En vérité les enfants ont une idée concrète de la guerre et des idées vagues de la paix qui serait simplement pour eux le contraire de la guerre et vice-versa. La paix s'apparente souvent à la passivité, à la faiblesse et à l'ennui. Les élèves n'ont souvent qu'une compréhension limitée des solutions pacifiques et restent impuissants face au futur : ils ne croient pas ou croient faiblement à la paix durable. En présence même de l'escalade de la violence dans les classes, les écoles et les communautés, la paix leur échappe.

Pour cela la paix doit être concrétisée et présentée aux élèves comme quelque chose de palpable, de très précieux, de valable qu'il faille apprendre en apprenant à la travailler pour qu'elle s'installe sûrement et lentement dans nos sociétés. C'est dans ce sens qu'on peut dire que pour que les sociétés connaissent la paix, pour que les hommes deviennent meilleurs, il faut que la pédagogie « devienne une étude ; car autrement il n'en faut rien attendre et un homme que son éducation a gâté sera le maître d'un autre. Il faut dans l'art de l'éducation transformer le mécanisme en science sinon elle ne sera jamais un effort cohérent, et une génération pourrait bien renverser ce qu'une autre aurait déjà construite 62(*) ». Il y a aussi là un danger à éviter par la réflexion dans les foyers de l'éducation et sur les moyens pédagogiques.

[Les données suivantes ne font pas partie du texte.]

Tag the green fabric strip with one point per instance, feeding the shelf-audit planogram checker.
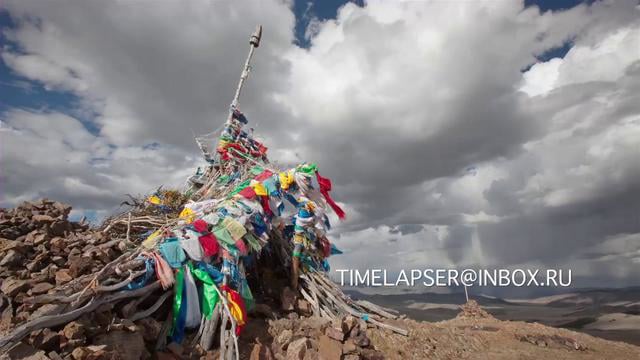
(209, 294)
(177, 299)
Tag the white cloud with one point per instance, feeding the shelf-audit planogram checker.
(393, 100)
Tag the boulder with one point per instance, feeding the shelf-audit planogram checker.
(129, 345)
(13, 258)
(334, 333)
(12, 287)
(297, 349)
(329, 349)
(41, 288)
(261, 352)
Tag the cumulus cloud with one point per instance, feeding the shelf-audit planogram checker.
(442, 149)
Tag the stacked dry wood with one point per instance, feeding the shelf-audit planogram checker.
(62, 275)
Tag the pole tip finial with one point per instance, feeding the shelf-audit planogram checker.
(256, 36)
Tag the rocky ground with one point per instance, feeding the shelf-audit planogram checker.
(40, 248)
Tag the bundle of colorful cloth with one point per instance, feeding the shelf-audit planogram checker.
(206, 253)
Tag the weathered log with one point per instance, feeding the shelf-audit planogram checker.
(54, 320)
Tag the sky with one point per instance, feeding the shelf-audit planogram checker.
(457, 133)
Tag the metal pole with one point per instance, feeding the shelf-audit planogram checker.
(254, 42)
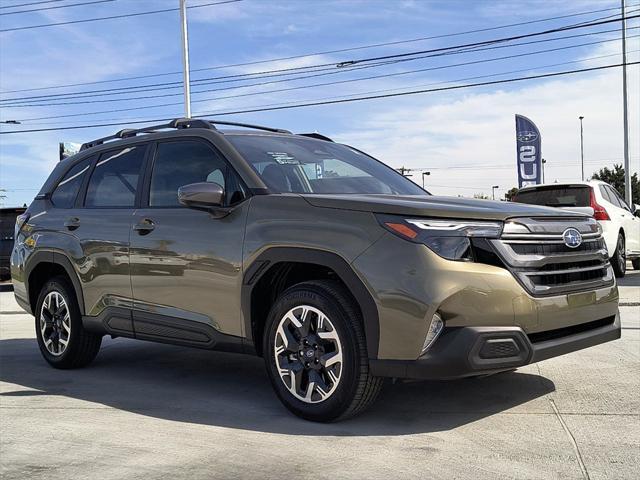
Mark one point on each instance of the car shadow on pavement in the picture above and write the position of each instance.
(233, 391)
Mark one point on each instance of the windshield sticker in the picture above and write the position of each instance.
(283, 158)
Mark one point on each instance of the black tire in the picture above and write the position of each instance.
(357, 389)
(83, 346)
(619, 258)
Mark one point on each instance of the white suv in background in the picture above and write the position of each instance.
(619, 221)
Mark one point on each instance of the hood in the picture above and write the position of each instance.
(433, 206)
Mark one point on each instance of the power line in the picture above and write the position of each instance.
(326, 52)
(488, 45)
(31, 3)
(420, 54)
(267, 74)
(56, 7)
(314, 104)
(442, 67)
(113, 17)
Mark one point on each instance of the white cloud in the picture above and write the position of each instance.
(478, 129)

Sans pour autant minimiser la violence à l'école, il y a lieu d'ajouter que la violence armée perturbe considérablement le fonctionnement des systèmes éducatifs, que la guerre prend souvent d'assaut le cadre scolaire dans certaines contrées du monde. L'exemple israélo-palestinien nous instruit à, plus d'un titre. En effet, dans l'article intitulé «  L'École dans la Guerre, la Guerre à l'École : la question scolaire en Israël/ Palestine », la Fédération des syndicats SUD Education nous renseigne que le déclenchement (en septembre 2000) de la seconde Intifada ou Intifada AL Aqsa a provoqué l'interruption brutale des échanges et programmes pédagogiques entre enseignants israéliens et palestiniens.

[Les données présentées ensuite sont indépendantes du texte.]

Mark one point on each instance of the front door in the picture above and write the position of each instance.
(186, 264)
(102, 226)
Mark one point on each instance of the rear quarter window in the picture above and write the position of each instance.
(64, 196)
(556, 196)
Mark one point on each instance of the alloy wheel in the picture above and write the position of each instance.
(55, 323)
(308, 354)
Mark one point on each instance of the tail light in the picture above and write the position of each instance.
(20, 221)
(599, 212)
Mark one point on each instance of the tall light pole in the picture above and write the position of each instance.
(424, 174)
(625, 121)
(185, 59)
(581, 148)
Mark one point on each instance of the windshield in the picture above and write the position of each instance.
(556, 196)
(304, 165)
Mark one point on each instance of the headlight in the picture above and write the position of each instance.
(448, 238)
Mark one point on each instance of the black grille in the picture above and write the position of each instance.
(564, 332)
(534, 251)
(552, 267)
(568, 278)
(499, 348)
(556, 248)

L'Intifada est né à la suite des accords d'Oslo, qui leur avaient permis de prendre des initiatives originales pour construire de part et d'autre à travers l'école, une éducation à la paix qui contribuerait efficacement, auprès des nouvelles générations qui ont vécu dans un atmosphère de déni de l'autre et de tension hostile, à la promotion des idées de tolérance, de coexistence pacifique, de dialogue qui sont les valeurs nécessaires à la concrétisation d'une réconciliation future entre les deux peuples.

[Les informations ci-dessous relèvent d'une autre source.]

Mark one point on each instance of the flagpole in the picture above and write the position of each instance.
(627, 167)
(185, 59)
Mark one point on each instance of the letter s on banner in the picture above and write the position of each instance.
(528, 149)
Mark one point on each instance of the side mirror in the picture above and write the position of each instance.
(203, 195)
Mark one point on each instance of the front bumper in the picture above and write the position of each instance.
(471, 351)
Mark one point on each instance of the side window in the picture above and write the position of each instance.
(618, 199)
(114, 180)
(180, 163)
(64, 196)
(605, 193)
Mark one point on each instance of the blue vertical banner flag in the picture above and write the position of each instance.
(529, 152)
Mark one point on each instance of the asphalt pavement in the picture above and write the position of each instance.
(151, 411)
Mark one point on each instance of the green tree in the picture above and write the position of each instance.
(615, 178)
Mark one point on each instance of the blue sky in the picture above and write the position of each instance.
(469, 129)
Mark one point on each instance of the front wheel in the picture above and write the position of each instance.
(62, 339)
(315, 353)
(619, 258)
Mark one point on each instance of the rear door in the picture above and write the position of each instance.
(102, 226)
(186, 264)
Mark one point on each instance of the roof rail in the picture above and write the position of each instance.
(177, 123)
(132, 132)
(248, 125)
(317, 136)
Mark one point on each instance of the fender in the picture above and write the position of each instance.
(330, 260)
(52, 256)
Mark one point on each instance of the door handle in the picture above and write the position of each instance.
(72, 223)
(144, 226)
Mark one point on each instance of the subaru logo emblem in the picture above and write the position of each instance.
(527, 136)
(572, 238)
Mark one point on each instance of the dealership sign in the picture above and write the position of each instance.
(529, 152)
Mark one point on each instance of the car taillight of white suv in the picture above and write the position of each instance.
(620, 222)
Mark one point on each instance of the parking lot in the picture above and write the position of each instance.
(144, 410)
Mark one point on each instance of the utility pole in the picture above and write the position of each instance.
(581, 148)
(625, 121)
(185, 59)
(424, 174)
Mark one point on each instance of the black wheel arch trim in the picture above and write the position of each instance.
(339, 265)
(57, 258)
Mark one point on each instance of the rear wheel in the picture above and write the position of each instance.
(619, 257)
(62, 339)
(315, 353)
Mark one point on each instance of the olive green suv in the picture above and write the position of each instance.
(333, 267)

L'apport des enseignants français aux enseignants israéliens et palestiniens « pour sortir les enfants de l'esprit belliciste et des préjugés xénophobes, serait déjà un beau pavé dans la marre de ceux qui poussent ici et là à des formes de régressions aussi obscurantistes que dangereuses. Ce sera l'occasion de donner aussi à voir que la question de l'éducation est une approche décisive, au coeur de la dynamique de paix 63(*) ».

* 60 Site: http://www.sudeducation.org/article 1141.html. Page 2 of 7.

* 61 Lire, « Prévenir la violence à l'école : de l'UNESCO et du Conseil de l'Europe », lettre 16, Août 2004.

* 62 Réflexions sur l'éducation, p.107.